Net neutrality proponents have seen their lines splinter over the issue of “zero rating,” the practice of not counting data used to access certain sites and content against a user’s data cap. While consumers have flocked to carriers, such as T-Mobile, which offer such services, many net neutrality fundamentalists point out that zero rating is a violation of the principle that all data be treated the same all the time. This mantra has been successful in getting zero-rated applications, such as Facebook’s Free Basics, outlawed in some countries (like Chile and India).
In the United States, the FCC has not (yet) banned zero rating practices, and their status under the 2015 Open Internet Order remains ambiguous. Most major carriers now offer zero rating of some content, and, for now, the Commission is not taking any formal action to stop them. The FCC has, however, signaled some degree of discontent, summoning carriers to explain their programs. The implication is clear: the FCC has its eye on anyone trying to give consumers free data.
So although no official rules will be forthcoming at least until the legal battle over the Open Internet Order is resolved, the FCC is still exerting its influence in creating a sort of “mother may I” approach to zero rating programs. This sort of regulating without regulating can have a chilling effect on innovation and competition. Big players like Verizon, AT&T, T-Mobile, and Sprint may be able to navigate the gauntlet and cultivate the tacit approval of regulators. But new entrants to the market or those with fresh innovations will face an uphill battle against a regulator for whom every new idea faces a priori scrutiny. Consumers would benefit more from a regime of “permissionless innovation,” in which concrete benefits are not sacrificed for fear of hypothetical harms.

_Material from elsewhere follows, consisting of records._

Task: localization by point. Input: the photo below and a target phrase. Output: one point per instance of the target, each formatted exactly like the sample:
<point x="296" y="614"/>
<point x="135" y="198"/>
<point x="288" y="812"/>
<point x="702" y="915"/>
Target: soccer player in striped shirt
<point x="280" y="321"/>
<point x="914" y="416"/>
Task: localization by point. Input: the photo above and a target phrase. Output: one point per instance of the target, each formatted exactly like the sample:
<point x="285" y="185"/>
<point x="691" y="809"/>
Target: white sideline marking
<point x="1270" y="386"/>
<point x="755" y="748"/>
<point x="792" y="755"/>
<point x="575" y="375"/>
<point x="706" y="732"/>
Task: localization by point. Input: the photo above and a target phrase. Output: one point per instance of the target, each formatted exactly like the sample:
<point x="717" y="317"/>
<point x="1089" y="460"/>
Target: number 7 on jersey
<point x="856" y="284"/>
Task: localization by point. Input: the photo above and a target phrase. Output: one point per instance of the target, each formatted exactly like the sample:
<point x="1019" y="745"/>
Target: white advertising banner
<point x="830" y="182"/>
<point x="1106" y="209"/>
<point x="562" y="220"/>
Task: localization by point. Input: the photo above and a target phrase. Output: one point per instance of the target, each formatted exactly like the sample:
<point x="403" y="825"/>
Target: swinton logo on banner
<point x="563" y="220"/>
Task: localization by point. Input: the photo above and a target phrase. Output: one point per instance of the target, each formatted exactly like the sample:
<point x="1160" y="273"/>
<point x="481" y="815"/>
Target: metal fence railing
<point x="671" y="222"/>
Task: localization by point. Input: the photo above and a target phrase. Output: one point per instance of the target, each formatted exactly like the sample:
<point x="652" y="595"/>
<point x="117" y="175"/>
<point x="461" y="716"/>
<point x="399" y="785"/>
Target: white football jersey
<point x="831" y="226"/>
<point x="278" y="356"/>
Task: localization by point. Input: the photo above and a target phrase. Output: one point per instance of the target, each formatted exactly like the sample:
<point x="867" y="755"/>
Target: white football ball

Zero rating is a prime example of this. The concrete benefits to consumers are illustrated by consumers’ own actions. Zero-rated plans and the carriers which offer them have seen an uptick in demand, and users are consuming more content. Groups that oppose zero rating on “consumer protection” grounds, therefore, seem to be disconnected from the interests of those whom they purport to protect. A recent Information Technology and Innovation Foundation report confirms that consumers really might know what is best for them. It finds that, existing pricing models that include zero rating have positive effects on innovation, competition, and consumer welfare.
The alleged harms associated with zero-rating are, at best, hypothetical. Most complaints boil down to claiming that such plans create a “walled garden” in which carriers can direct traffic to certain edge providers within the zero rated environment at the expense of smaller start-ups who are left outside. This will supposedly shelter entrenched providers from competition and keep new innovators out of the market because consumers won’t be able to access their content for free. But this fear is contradicted by the facts on the ground. Facebook’s Free Basics, for example, will add any platform which meets basic technical requirements to its app, and there is no charge for being included. The same is true for T-Mobile’s Binge-On and Music Freedom which zero rate nearly 100 services. It is doubtful that most users—and, indeed, most critics of zero rating—could name even half of the services offered free by T-Mobile. If anything, smaller, lesser-known platforms are more competitive in such an environment since users will be more apt to check out an unfamiliar service if it is available at no additional cost. If, on the other hand, using any and all platforms incurs a hit to one’s data cap, then consumers are more likely to just stick with what they know.
A related criticism is that zero rating programs allow their purveyors to control how users consume the Internet: Facebook provides the pieces of the Internet that it chooses for you to have, not the whole Internet. While it’s true that programs like Free Basics do not offer the whole Internet free of charge, this is hardly a consumer harm. In the absence of zero rating, users would get nothing free but could buy access to the whole Internet. With zero rating, users can still buy access to the whole Internet, and they get some of it free. In no other marketplace would such a practice be seen as harmful. Here, again, facts on the ground belie the fears of critics. Data from Free Basics indicate that half of those who use the platform also buy access to the rest of the web within 30 days of getting online for the first time. If the goal of Free Basics is to keep users only at free sites, it has been dramatically unsuccessful.
Adherence to a fundamentalist vision of net neutrality would lead one to oppose zero rating. But such a position demonstrates ambivalence to the actual effects of such programs. The overall impact of zero rating services is a net benefit to consumers, and the United States should allow it to thrive rather than regulating or banning it.